Using the James Webb Space Telescope (JWST) and powerful computational models, the KRONOS program—a collaboration between Michigan State University, Arizona State University, and Lawrence Livermore National Laboratory—aims to analyze the atmospheres of planets that are less than 300 million years old.

The Challenge Of Studying Young Worlds

One of the biggest mysteries in astronomy is how planets form. While over 6,000 exoplanets have been discovered, their formation processes remain elusive. The challenge is that young exoplanets are difficult to detect and even harder to study due to their faint signals and complex atmospheric compositions.

To overcome this, the KRONOS team has secured 154 hours on JWST to study seven young exoplanets in unprecedented detail. By observing how their atmospheres interact with starlight, scientists hope to determine their chemical compositions and gain insights into their early evolution.

How Planetary Atmospheres Reveal Their Secrets

When an exoplanet passes in front of its host star—a process known as transit—some of the starlight filters through the planet’s atmosphere. Molecules like water, carbon dioxide, and methane absorb specific wavelengths of light, creating a spectral fingerprint that reveals the planet’s atmospheric composition.

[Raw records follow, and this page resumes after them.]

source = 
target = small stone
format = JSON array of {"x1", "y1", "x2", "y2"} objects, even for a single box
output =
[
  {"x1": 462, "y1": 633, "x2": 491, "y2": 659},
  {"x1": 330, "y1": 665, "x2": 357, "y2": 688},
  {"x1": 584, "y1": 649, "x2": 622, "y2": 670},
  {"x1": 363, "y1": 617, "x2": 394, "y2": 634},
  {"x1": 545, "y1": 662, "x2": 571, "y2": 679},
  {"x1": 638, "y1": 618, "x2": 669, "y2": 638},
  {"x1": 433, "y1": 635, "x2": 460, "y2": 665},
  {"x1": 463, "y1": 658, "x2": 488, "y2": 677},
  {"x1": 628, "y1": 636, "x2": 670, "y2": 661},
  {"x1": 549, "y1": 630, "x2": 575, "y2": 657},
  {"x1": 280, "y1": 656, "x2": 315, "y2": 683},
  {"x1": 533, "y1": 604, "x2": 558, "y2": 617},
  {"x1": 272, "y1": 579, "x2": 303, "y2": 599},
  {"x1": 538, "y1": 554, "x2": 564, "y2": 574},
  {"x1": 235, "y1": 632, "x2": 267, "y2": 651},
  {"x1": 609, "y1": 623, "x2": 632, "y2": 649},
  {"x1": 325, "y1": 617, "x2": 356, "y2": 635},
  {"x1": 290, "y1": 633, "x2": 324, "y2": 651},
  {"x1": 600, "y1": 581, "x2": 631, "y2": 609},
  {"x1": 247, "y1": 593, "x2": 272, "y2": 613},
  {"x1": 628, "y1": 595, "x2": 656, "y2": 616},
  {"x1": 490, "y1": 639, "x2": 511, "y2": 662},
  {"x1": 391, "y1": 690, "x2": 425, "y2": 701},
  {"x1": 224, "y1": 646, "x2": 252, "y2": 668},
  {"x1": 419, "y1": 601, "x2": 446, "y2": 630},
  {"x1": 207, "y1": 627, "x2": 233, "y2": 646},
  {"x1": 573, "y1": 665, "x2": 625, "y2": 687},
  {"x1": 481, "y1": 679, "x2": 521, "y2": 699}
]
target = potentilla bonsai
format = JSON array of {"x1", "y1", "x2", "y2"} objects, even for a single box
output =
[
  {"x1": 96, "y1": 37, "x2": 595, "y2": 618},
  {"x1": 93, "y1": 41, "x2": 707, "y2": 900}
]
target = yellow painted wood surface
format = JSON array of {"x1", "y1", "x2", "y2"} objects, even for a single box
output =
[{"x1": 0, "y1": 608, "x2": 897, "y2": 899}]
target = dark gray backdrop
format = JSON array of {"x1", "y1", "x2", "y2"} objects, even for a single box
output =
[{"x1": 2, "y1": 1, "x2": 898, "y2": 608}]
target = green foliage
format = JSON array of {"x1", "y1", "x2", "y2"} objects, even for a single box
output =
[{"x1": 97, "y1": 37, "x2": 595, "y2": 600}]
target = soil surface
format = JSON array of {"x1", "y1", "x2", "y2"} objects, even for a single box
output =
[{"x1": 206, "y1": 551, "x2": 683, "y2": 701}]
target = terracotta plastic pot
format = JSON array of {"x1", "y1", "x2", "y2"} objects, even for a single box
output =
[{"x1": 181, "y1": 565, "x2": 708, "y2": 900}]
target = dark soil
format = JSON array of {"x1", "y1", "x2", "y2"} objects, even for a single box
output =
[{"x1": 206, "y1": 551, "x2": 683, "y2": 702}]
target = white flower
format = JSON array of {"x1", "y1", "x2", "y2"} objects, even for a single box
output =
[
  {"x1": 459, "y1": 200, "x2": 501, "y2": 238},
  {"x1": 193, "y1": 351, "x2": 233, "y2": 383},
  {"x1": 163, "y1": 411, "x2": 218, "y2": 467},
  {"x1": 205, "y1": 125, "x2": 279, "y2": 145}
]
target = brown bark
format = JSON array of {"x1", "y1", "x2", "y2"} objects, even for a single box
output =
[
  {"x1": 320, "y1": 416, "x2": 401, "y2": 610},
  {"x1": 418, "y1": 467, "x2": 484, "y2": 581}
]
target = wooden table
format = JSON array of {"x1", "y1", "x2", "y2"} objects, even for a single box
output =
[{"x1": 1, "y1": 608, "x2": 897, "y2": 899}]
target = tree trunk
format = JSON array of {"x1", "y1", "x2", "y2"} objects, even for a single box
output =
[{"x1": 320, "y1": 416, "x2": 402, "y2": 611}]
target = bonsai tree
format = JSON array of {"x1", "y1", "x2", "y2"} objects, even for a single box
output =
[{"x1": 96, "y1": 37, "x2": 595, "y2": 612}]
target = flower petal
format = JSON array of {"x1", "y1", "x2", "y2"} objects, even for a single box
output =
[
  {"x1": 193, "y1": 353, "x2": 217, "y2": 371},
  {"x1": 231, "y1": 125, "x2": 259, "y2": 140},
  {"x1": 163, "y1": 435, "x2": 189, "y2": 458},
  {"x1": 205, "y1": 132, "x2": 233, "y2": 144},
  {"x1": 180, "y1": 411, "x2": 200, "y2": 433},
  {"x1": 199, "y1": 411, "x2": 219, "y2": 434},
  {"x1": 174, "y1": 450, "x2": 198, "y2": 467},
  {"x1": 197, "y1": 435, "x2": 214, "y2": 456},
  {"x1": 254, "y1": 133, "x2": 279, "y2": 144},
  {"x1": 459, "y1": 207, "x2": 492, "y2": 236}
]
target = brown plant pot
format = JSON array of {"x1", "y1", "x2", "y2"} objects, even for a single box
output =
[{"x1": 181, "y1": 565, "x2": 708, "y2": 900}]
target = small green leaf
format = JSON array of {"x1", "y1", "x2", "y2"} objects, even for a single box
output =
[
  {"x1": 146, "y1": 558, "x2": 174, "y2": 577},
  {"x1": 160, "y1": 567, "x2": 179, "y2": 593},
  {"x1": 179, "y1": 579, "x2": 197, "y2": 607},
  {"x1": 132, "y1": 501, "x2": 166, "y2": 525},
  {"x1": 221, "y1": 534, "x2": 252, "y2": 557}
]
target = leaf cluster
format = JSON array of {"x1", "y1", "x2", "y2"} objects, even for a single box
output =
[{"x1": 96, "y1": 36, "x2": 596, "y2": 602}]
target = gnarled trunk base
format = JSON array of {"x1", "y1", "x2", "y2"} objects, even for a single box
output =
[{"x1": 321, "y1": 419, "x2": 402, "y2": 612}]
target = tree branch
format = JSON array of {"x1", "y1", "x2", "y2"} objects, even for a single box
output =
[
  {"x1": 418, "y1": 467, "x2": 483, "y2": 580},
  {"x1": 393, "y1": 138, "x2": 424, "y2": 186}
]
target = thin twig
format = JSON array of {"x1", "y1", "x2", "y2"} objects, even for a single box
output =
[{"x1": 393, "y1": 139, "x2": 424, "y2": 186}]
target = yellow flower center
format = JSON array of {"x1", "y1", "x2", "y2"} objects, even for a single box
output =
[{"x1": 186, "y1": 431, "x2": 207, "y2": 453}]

By analyzing these signals at different wavelengths, astronomers can determine what gases are present and how they evolve over time.

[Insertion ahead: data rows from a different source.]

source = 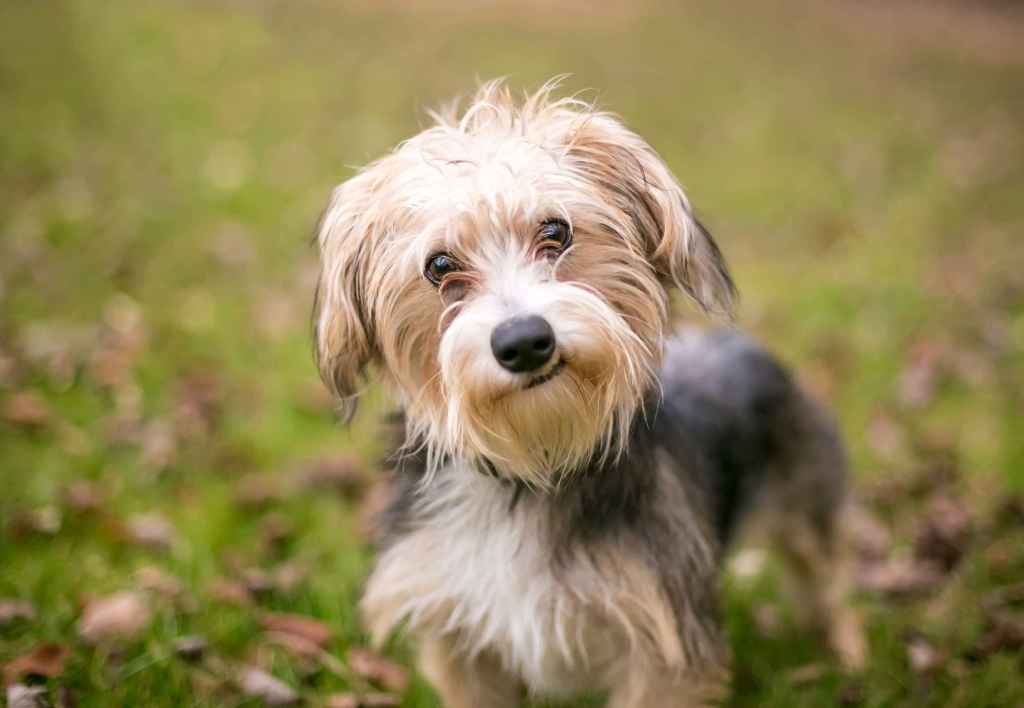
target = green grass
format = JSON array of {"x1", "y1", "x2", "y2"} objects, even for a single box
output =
[{"x1": 2, "y1": 1, "x2": 1023, "y2": 705}]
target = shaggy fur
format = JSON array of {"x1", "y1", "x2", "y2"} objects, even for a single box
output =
[{"x1": 313, "y1": 80, "x2": 864, "y2": 707}]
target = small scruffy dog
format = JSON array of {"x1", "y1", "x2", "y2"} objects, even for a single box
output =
[{"x1": 313, "y1": 80, "x2": 865, "y2": 707}]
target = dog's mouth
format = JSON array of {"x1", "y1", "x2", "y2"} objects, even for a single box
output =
[{"x1": 524, "y1": 359, "x2": 566, "y2": 390}]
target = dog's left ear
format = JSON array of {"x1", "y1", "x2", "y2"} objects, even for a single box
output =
[{"x1": 568, "y1": 114, "x2": 736, "y2": 317}]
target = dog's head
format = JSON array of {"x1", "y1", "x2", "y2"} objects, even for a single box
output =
[{"x1": 314, "y1": 80, "x2": 734, "y2": 487}]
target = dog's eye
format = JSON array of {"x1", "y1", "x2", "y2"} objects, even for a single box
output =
[
  {"x1": 538, "y1": 218, "x2": 572, "y2": 252},
  {"x1": 425, "y1": 252, "x2": 459, "y2": 286}
]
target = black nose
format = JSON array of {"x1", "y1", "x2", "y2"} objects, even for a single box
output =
[{"x1": 490, "y1": 316, "x2": 556, "y2": 373}]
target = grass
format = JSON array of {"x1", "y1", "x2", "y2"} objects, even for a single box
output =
[{"x1": 1, "y1": 0, "x2": 1023, "y2": 706}]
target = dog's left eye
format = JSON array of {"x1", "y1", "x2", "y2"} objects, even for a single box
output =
[{"x1": 538, "y1": 218, "x2": 572, "y2": 252}]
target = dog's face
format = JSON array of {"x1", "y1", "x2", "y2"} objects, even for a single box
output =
[{"x1": 315, "y1": 81, "x2": 734, "y2": 487}]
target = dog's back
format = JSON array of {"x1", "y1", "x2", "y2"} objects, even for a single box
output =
[{"x1": 657, "y1": 329, "x2": 848, "y2": 546}]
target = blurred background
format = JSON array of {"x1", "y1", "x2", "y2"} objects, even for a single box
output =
[{"x1": 1, "y1": 1, "x2": 1022, "y2": 706}]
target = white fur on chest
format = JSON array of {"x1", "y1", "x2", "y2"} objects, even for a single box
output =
[{"x1": 361, "y1": 467, "x2": 621, "y2": 697}]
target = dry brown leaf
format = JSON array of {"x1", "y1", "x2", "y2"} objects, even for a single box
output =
[
  {"x1": 865, "y1": 412, "x2": 909, "y2": 462},
  {"x1": 79, "y1": 591, "x2": 151, "y2": 643},
  {"x1": 174, "y1": 372, "x2": 223, "y2": 441},
  {"x1": 240, "y1": 568, "x2": 275, "y2": 598},
  {"x1": 271, "y1": 562, "x2": 308, "y2": 595},
  {"x1": 2, "y1": 391, "x2": 50, "y2": 428},
  {"x1": 8, "y1": 507, "x2": 61, "y2": 538},
  {"x1": 785, "y1": 662, "x2": 827, "y2": 685},
  {"x1": 125, "y1": 513, "x2": 177, "y2": 550},
  {"x1": 3, "y1": 642, "x2": 70, "y2": 685},
  {"x1": 61, "y1": 481, "x2": 103, "y2": 514},
  {"x1": 265, "y1": 631, "x2": 322, "y2": 661},
  {"x1": 972, "y1": 611, "x2": 1024, "y2": 659},
  {"x1": 898, "y1": 340, "x2": 943, "y2": 409},
  {"x1": 858, "y1": 558, "x2": 945, "y2": 598},
  {"x1": 136, "y1": 566, "x2": 185, "y2": 600},
  {"x1": 260, "y1": 613, "x2": 332, "y2": 648},
  {"x1": 347, "y1": 648, "x2": 410, "y2": 693},
  {"x1": 260, "y1": 513, "x2": 294, "y2": 551},
  {"x1": 297, "y1": 456, "x2": 367, "y2": 498},
  {"x1": 138, "y1": 419, "x2": 177, "y2": 470},
  {"x1": 235, "y1": 475, "x2": 286, "y2": 509},
  {"x1": 914, "y1": 495, "x2": 972, "y2": 571},
  {"x1": 237, "y1": 666, "x2": 300, "y2": 706},
  {"x1": 0, "y1": 599, "x2": 36, "y2": 627},
  {"x1": 209, "y1": 579, "x2": 253, "y2": 607},
  {"x1": 845, "y1": 504, "x2": 892, "y2": 561},
  {"x1": 173, "y1": 635, "x2": 208, "y2": 662}
]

Supercomputers Unlocking Planetary Mysteries

Interpreting these atmospheric signatures requires complex models and immense computing power. The KRONOS project has been granted 22 million hours on Lawrence Livermore National Laboratory’s (LLNL) supercomputers to simulate planetary atmospheres with unprecedented accuracy.

These physics-driven models allow researchers to explore the interplay between temperature, pressure, and chemical reactions in exoplanet atmospheres. The insights gained will help scientists refine theories about planetary formation, bridging the gap between observations and theoretical models.

Expanding the Study Beyond Seven Planets

While KRONOS is initially focusing on seven key exoplanets, the project has even bigger ambitions. The team plans to create atmospheric models for all 70 exoplanets observed by JWST so far.

An endeavor to uniformly model such a large sample of planets – from scorching worlds more massive than Jupiter, to temperate and small Earth-mass planets – has yet to be undertaken,”said Peter McGill, principal investigator at LLNL.

A New Era Of Exoplanet Discovery

Scientists are exploring young exoplanets that formed around the same time dinosaurs walked the Earth. These distant worlds, less than 300 million years old, could hold vital clues about how planets form and evolve.

The KRONOS program is using the James Webb Space Telescope (JWST) to study the atmospheres of these planets. The insights gained from these studies may also help determine whether some of these young planets could one day support life.